The Ashgabad Gazette Issue 14

Three of Duran's "brothers" chow down at the wedding feast while a friend gets his picture taken.

--Friday, 16 October 98-- $1 = 7,500 manat
I went out to get some beer. I had some in the fridge but you never know what will happen. Stores might be closed. Earthquakes could occur. You have to be careful. On the way back I noticed a street party located only one block from my apartment,. I decided to see what it was all about. The street was blocked off with two trailers and there was quite a party underway, lots of sound, lots of adults eating, lots of kids running around.

The trailers had their sides turned back to reveal a DJ and a band and a lot of blinking multi-colored lights. Turkmen music blared loudly from huge speakers in front of the trailers, there were women dancing in circles holding piece of fabric or paper in their right hand. Further back from the trailers were picnic tables accommodating about 200 people and everyone was eating.

I decided to walk around the outside of the crowd to try to find out the why of the celebration. I only got to the end of one side when a young man who was seated saw me and called me over. He was very friendly and insisted that I sit beside him. Across the table were four younger (8-12) boys who turned out to be his brothers. Later I met his sister, mother, and grandmother. Much late I discovered that "brother" or "sister" here can also mean "cousin" so I am not exactly sure who I met.

My new found friend said his name was Duran. He introduced me to his four brothers across the table. They were very friendly when then could get the mouths out of the food.

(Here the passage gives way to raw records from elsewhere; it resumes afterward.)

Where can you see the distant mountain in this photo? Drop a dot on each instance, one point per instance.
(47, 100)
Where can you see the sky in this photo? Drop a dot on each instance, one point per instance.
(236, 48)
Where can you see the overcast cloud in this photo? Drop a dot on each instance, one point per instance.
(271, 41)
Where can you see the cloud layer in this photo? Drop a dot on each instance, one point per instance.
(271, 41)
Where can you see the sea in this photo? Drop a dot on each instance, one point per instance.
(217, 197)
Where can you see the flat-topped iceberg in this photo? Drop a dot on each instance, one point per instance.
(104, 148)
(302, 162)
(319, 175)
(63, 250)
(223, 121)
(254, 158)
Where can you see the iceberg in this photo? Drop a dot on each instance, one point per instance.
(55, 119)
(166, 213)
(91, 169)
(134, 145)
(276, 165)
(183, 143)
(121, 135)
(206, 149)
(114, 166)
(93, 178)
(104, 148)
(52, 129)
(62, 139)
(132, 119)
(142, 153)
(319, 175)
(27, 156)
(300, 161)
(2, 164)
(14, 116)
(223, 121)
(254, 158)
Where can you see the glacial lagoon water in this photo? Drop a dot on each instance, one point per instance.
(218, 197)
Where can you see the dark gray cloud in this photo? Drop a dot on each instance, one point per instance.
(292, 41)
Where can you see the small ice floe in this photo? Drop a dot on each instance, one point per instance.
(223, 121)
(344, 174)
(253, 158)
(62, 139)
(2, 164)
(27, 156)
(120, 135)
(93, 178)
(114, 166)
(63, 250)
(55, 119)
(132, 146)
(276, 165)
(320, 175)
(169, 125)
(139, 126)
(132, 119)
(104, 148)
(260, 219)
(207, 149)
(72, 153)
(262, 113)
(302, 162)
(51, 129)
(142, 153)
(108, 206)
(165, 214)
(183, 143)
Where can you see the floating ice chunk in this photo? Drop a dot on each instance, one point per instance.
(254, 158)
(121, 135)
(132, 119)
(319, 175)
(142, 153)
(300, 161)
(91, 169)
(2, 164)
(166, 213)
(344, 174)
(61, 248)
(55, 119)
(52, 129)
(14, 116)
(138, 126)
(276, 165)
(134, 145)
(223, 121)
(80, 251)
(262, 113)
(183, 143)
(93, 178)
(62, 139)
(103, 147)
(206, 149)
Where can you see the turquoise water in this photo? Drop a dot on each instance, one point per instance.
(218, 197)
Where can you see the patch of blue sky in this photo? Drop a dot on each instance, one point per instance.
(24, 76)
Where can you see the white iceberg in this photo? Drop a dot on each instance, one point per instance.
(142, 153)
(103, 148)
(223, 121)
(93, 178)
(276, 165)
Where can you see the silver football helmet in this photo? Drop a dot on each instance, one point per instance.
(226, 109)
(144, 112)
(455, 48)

One even wore a Chicago Bulls cap; what could be more friendly than that?

Duran poured me a vodka toast and called it "Russian water." Those warnings about not drinking the water came to my mind but I also knew that it was considered offensive to refuse a toast. So I sipped the glass. Duran lifted the bottom of the glass with his finger indicating that I should finish the toast, so I did. I wondered how long I could keep this up. I looked to see if he was finishing his toast and he wasn't so I lifted the bottom of his glass and he went into an elaborate mime that seemed to say that he couldn't drink so much because of his heart. I wished that I had thought of that one first.

Communication was difficult since Duran spoke almost no English and I speak no Russian, so he called his youngest brother into service. Since English is now a required language in the school system from very early grades, the youngest brother, the one wearing the Chicago Bulls cap, turned out to be very useful in translating. His scope wasn't great but he had all the basics down pat.

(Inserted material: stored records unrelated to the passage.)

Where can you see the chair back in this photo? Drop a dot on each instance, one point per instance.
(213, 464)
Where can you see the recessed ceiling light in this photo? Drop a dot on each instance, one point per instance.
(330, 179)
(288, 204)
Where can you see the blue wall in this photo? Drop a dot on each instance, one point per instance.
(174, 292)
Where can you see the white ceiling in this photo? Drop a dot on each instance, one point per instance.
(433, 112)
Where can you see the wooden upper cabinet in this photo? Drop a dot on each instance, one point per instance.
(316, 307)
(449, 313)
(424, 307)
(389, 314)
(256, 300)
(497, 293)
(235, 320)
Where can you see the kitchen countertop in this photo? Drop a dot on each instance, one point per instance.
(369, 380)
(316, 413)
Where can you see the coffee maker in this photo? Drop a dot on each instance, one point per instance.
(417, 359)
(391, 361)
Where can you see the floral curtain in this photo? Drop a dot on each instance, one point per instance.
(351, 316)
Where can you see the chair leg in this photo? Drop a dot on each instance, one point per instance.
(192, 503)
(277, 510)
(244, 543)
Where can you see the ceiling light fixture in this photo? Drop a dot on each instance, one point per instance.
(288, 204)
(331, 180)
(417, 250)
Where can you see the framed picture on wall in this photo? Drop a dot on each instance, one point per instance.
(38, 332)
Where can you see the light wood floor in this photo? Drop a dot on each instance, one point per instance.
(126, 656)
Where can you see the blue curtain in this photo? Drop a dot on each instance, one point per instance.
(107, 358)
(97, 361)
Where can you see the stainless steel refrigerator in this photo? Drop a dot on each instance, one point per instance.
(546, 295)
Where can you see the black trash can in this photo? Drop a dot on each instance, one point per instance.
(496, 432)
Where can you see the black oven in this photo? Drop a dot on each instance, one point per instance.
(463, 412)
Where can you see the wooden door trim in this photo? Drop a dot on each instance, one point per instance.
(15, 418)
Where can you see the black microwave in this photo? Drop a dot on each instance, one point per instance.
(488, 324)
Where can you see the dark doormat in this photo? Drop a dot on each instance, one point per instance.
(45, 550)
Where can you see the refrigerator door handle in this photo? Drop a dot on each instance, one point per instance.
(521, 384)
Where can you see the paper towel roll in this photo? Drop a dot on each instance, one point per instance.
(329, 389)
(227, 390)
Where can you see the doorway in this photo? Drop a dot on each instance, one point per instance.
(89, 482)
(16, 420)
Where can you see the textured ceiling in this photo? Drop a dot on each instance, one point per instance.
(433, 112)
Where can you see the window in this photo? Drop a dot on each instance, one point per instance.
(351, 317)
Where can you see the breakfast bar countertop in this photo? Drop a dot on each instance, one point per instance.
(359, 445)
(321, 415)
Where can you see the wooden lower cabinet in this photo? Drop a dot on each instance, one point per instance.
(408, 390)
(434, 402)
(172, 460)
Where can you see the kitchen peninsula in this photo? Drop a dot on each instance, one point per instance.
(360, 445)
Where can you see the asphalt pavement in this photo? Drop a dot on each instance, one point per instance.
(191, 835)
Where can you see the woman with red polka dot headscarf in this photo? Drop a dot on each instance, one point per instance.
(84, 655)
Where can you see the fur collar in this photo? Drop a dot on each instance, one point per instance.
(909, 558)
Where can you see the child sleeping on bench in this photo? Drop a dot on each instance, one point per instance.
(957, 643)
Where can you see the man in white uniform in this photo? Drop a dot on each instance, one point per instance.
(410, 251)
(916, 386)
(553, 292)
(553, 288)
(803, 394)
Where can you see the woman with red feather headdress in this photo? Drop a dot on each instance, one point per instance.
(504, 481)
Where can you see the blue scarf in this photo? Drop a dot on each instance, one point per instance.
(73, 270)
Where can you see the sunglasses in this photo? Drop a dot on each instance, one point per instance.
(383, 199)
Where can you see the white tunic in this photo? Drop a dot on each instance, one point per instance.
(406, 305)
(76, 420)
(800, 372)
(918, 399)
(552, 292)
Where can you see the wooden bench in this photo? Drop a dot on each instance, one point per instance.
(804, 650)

Once again I discovered that everyone loves being photographed. I took pictures of the brothers scarfing down food and they really got into it. In return, they brought me plates heaping with food, a pile of rice cooked with chicken (delicious) and plates of chopped red stuff that seemed like beets (yuk!) and piles of sunflower seeds. The latter they tried to teach me how to eat: you crack the seed casing just so, and eat the heart and spit out everything else. The spitting was fun but it was a huge effort for very little reward. Duran pushed a green-red thing into my hand and told me to bite it. It was a tomato, very sweet and good tasting.

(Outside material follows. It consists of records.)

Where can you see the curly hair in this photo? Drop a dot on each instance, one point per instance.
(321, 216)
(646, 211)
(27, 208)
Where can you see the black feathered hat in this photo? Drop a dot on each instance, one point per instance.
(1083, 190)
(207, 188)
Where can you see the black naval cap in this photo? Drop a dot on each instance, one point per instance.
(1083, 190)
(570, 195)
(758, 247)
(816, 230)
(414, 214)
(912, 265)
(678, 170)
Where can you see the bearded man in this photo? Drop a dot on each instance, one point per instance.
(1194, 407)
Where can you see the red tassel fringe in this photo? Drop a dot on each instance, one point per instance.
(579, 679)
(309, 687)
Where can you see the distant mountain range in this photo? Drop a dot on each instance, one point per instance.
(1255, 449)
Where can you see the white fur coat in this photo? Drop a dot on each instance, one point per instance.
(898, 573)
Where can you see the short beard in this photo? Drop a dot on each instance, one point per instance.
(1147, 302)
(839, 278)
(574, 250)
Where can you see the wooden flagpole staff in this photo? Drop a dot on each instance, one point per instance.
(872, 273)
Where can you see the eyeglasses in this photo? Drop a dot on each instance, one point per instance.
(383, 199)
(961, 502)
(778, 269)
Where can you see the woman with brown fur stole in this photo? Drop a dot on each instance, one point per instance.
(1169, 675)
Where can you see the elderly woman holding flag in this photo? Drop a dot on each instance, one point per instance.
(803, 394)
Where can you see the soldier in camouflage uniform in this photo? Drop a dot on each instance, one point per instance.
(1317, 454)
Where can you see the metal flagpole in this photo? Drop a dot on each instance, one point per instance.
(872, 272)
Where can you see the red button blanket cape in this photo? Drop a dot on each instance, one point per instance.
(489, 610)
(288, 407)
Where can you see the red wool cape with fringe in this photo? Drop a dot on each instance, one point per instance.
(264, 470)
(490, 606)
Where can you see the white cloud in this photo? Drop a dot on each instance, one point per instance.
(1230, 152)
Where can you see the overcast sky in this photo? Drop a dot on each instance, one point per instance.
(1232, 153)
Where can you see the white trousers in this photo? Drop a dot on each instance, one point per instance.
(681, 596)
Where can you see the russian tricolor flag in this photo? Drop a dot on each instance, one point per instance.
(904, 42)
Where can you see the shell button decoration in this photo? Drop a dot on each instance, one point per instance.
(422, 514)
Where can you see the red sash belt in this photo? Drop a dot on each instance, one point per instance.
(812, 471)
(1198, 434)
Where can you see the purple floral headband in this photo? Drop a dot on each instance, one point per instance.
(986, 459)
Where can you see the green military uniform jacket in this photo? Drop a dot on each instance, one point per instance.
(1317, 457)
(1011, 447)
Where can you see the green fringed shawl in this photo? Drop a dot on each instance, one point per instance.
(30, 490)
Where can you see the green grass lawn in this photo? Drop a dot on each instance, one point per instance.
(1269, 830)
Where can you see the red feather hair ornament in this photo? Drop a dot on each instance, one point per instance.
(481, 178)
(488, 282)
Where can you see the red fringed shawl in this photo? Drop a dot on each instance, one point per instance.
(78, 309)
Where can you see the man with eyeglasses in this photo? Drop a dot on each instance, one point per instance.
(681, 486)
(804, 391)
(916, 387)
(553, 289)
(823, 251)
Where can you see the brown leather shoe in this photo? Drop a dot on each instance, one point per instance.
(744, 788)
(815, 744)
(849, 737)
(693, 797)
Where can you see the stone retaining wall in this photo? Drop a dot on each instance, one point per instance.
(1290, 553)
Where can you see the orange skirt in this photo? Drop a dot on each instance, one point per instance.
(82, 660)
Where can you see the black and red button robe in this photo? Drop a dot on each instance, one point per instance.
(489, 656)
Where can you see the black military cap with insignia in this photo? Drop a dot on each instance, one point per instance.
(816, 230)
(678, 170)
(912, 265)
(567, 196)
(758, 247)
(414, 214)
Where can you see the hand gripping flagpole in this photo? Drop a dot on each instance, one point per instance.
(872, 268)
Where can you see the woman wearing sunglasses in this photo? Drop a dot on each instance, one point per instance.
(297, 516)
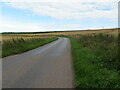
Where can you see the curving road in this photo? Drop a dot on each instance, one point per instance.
(49, 66)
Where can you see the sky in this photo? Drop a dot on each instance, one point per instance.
(57, 15)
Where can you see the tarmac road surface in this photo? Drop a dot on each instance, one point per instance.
(49, 66)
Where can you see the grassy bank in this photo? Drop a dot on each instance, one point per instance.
(20, 45)
(96, 61)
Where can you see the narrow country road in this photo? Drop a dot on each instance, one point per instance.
(49, 66)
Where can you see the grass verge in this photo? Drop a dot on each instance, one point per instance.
(16, 46)
(96, 61)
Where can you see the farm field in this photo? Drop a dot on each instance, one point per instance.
(94, 53)
(96, 60)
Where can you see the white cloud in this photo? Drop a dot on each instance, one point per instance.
(71, 10)
(7, 26)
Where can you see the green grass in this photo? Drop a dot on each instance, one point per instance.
(16, 46)
(96, 61)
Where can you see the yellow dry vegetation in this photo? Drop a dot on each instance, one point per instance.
(113, 31)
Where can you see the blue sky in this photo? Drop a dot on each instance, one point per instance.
(57, 16)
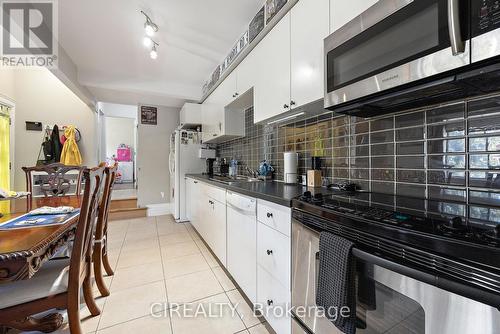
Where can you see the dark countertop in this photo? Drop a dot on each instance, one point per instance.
(272, 191)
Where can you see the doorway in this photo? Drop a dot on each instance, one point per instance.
(119, 143)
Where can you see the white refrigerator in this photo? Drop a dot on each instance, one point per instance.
(184, 159)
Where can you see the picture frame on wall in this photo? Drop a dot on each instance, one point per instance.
(149, 115)
(273, 7)
(256, 25)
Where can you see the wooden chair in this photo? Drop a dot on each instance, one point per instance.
(100, 256)
(59, 283)
(56, 183)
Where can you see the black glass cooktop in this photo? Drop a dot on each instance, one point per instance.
(439, 219)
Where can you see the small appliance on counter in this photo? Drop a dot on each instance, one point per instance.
(314, 175)
(265, 170)
(210, 167)
(222, 166)
(291, 160)
(233, 168)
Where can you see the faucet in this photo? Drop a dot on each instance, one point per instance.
(250, 171)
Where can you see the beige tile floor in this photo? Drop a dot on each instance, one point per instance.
(160, 261)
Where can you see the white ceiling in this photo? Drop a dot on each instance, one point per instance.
(104, 40)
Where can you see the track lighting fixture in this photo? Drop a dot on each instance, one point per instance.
(149, 26)
(153, 52)
(147, 41)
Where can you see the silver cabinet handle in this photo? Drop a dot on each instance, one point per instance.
(457, 44)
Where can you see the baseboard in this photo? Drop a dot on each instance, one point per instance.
(160, 209)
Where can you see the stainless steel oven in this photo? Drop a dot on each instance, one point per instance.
(398, 44)
(395, 302)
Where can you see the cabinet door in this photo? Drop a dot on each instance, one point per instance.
(208, 119)
(224, 93)
(271, 295)
(309, 26)
(246, 72)
(272, 92)
(341, 11)
(274, 253)
(188, 198)
(241, 251)
(218, 231)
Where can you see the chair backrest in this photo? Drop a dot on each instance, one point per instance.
(56, 182)
(81, 253)
(102, 220)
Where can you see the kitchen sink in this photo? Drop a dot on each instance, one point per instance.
(232, 180)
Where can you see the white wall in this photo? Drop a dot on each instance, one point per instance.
(118, 110)
(119, 130)
(152, 157)
(41, 97)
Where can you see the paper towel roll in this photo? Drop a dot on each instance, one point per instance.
(291, 160)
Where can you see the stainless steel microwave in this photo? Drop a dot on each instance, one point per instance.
(399, 53)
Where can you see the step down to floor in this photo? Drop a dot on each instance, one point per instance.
(123, 203)
(125, 208)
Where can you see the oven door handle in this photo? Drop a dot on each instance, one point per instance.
(396, 267)
(482, 296)
(457, 44)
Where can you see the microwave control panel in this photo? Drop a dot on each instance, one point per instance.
(486, 16)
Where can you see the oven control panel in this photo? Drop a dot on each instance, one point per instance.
(486, 16)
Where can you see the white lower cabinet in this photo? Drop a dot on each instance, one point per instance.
(273, 253)
(252, 239)
(273, 264)
(274, 300)
(241, 242)
(216, 232)
(207, 212)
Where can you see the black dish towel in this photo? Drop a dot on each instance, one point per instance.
(336, 280)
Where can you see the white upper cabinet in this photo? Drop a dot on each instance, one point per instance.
(223, 94)
(272, 89)
(219, 122)
(309, 27)
(342, 11)
(247, 72)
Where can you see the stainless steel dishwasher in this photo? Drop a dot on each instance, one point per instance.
(242, 242)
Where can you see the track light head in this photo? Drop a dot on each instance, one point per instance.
(149, 26)
(148, 42)
(153, 53)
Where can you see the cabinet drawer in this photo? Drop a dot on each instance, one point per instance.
(275, 216)
(273, 253)
(274, 301)
(216, 193)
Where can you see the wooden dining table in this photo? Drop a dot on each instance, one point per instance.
(23, 251)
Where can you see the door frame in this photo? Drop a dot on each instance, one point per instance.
(12, 115)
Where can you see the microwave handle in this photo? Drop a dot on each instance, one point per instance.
(457, 44)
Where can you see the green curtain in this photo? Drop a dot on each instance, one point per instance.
(4, 155)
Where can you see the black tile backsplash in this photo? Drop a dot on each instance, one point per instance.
(449, 153)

The toasting continued -- to my disadvantage. Duran and family were delighted that I was an American and gave me an unopened bottle labeled "Turkmenvino" which I thought was wine. (My mistake, it was vodka.) Duran put it in my coat pocket. A take-home gift.

Duran continued to ply me with vodka and toasts. His young brothers watched with amusement. One of them offered me some "Russian Pepsi Cola" to wash down the vodka. It turned out to be cream soda and a good one at that.

Duran brought a male friend over who asked if I would like to dance. (In this country traditional dancing is done in same sex groups only.) After all that vodka, I said, "Yes." So we went to the dance area right in front of the speakers and formed a circle (all men) and I started to imitate a Turkmen dance. You put your arms up in the air and move your hands around and at the same time you do things with your feet as you move toward the center and away from it. The youngest did it best. I thought I was getting the hang of it but it was the vodka dancing.

Duran borrowed my digital camera and took some pictures of me dancing and then disappeared in the crowd. By now the only people who would dance with me were the under-12 crowd who made up in enjoyment what I lacked in skill. Round and round and round we went. They roared with enjoyment that some adult was paying attention to them. Or were they laughing at me? Looking back from a sober distance it is hard to tell.

Duran did come back with the camera. He took more pictures of me and the dancing. He even captured the bride and the groom and the DJ.

He introduced me to his mother, grandmother and sister. His sister spoke the best English and was a big help. It was now 11:15 and Duran told me that the party was supposed to end at 11 PM. So he, his mother and his sister walked me to my apartment. Quite a night.